Many folks from metro areas didn’t see Walker County as being welcoming to people of color or as a place of diversity. As a black physician, Autery has helped break down racial barriers and misnomers in people’s hearts and minds. “I have learned some, and I think people around me have learned some, because I may be the only person of color they come into contact with,” she says. “And, I want them to know that I am not a unicorn or an exception. There are many more educated black women out there.”

Autery came of age during the 1980s. Raised in a home that valued God and education, her parents were the first in their families to attend school and graduate from college. They imparted this love for God and learning into Autery and her sister. 

“When I was little, I wanted to be a dancer and model,” Autery says. “My sister wanted to be a doctor. I’ve always kind of followed her. Basically, God put it on her heart, so I could become a doctor. I knew that once I got out of high school, I wanted to be a doctor and deliver babies.” 

 In high school, Autery scheduled her first appointment with an OB/GYN without her mom’s assistance. It wasn’t until she was older that she recognized God was nudging her toward her destiny.

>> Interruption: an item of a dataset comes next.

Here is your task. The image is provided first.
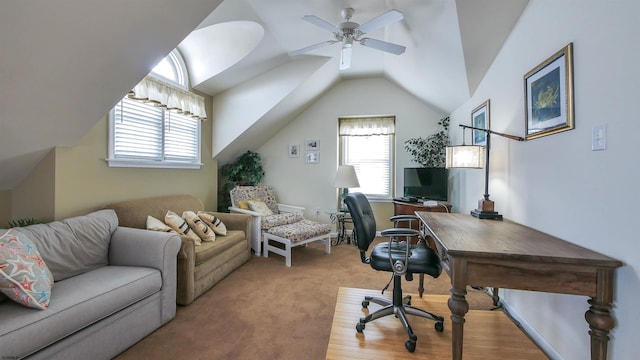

A self-described “lifelong learner,” Autery graduated from Midfield High in 1992 and obtained her undergraduate degree in biology from the University of Alabama at Birmingham (UAB). She knew it was foreordained for her to attend medical school at Howard University in Washington, D.C., because God told her she would go.

Proverbs 30:5 says “Every word from God is tested.” Enduring that process produces maturity, a lesson Autery learned at UAB when an advisor told her she wasn’t “competitive enough to become a physician.” Undeterred, Autery applied to medical school, and soon she received a letter announcing that she was on Howard University’s alternate list for acceptance. 

Autery waited for a call back for a year, but the call never came. “I had a cathartic moment when med school started, and I wasn’t in yet. I broke down,” she says. “I had, I don’t know if you would call it a dream, that night. It was God saying, ‘I didn’t tell you when, but that you would go to Howard.’”

The door to medical school was closed for a season, allowing Autery to complete her master’s degree in education at UAB. The following year, the door opened.

“I had the feeling of, ‘Is this really happening?’” she says. “Then I was overwhelmed, in a good way, to know that my dream, my calling, was coming to fruition. I knew ‘to whom much is given, much is expected.’ I knew my life was God’s gift to me, what I make of it is my gift to Him.”

Autery graduated medical school in 2006, completed her residency at Tulane University in New Orleans, and opened a private practice at Tulane –Lakeside Hospital. 

In 2011, her story took an interesting turn. “One day, I put my resume out on the internet,” Autery recalls. “The next day, I got a call from Walker Baptist. They were interested in me. I was like, ‘What in the world?’”

It was as if the city of Jasper was calling to ask her for a date. Reluctantly, Autery said yes. 

“I thought, ‘I do not want to move to Jasper, but it is drawing me,’” she remembers. “It was like dating, when you like somebody you aren’t supposed to like.”

In time, Jasper’s irresistible Southern charm won Autery’s heart and love triumphed in the end. The small town she once saw as an unwelcoming place is now her home.